IPS-1 might also control induction of cell-intrinsic apoptosis in an IFN-independent manner (Fig. 1). Because IPS-1 is a transmembrane protein localized to mitochondria, it would be interesting to see if it interacts with or alters the function of the BCL2 family of proteins, which control mitochondria-dependent apoptosis. However, infection with viruses other than VSV would be required to firmly establish this, as VSV-infected cells can be killed by the strong cytopathic effect of this virus, especially in the absence of type I IFN-induced signaling. Importantly, anchoring IPS-1 to other membranes in the cell impairs signaling, suggesting that mitochondrial localization, and not membrane attachment itself, is essential for its function (9). This observation, coupled with the fact that IPS-1 is not IFN inducible and is strongly haploinsufficient in vivo, implies that IPS-1 is coordinately regulated with the numbers of mitochondria and might be most abundant (and most sensitive to nucleic acid detection) in cells with the highest metabolic activity.

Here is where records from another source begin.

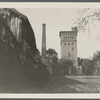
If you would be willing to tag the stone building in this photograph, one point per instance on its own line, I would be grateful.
(69, 45)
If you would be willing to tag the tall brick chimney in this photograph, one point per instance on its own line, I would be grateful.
(43, 40)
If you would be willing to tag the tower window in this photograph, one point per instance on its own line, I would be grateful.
(72, 43)
(72, 48)
(68, 43)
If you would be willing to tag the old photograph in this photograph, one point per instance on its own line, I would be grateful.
(50, 50)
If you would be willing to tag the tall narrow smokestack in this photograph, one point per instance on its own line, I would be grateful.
(43, 41)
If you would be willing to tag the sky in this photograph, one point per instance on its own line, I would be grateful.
(61, 19)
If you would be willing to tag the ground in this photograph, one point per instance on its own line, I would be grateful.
(18, 78)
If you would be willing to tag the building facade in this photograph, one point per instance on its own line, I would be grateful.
(69, 46)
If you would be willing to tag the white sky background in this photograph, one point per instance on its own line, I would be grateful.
(61, 19)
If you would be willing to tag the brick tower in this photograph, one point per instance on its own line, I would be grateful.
(69, 45)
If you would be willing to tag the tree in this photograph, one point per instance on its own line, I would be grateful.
(52, 56)
(86, 17)
(67, 66)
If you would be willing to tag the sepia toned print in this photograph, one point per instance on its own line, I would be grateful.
(49, 50)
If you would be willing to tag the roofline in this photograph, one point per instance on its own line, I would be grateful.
(67, 32)
(17, 12)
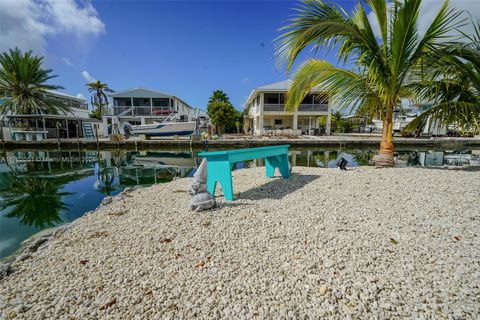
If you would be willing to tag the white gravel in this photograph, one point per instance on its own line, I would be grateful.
(366, 243)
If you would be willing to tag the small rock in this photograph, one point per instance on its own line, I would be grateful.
(5, 270)
(106, 200)
(23, 257)
(323, 290)
(36, 244)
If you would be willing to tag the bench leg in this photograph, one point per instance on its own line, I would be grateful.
(280, 162)
(221, 172)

Conclusions and future directions

The description of IPS-1–deficient mice marks an important milestone in the rapidly advancing field of nucleic acid recognition. In just two years, the nonredundant cytosolic RNA sensors and several of the key signaling molecules that link RNA recognition to the antiviral response have been identified and characterized in vitro and in knockout mice. Along the way, we have realized that an entirely separate system exists for the detection of intracellular DNA that is likely to be important for host responses to DNA viruses and intracellular bacteria. Together with the current knowledge of TLR-mediated nucleic acid recognition, we are now in a position to dissect the relative contribution of all of these systems to immunity and immunopathology.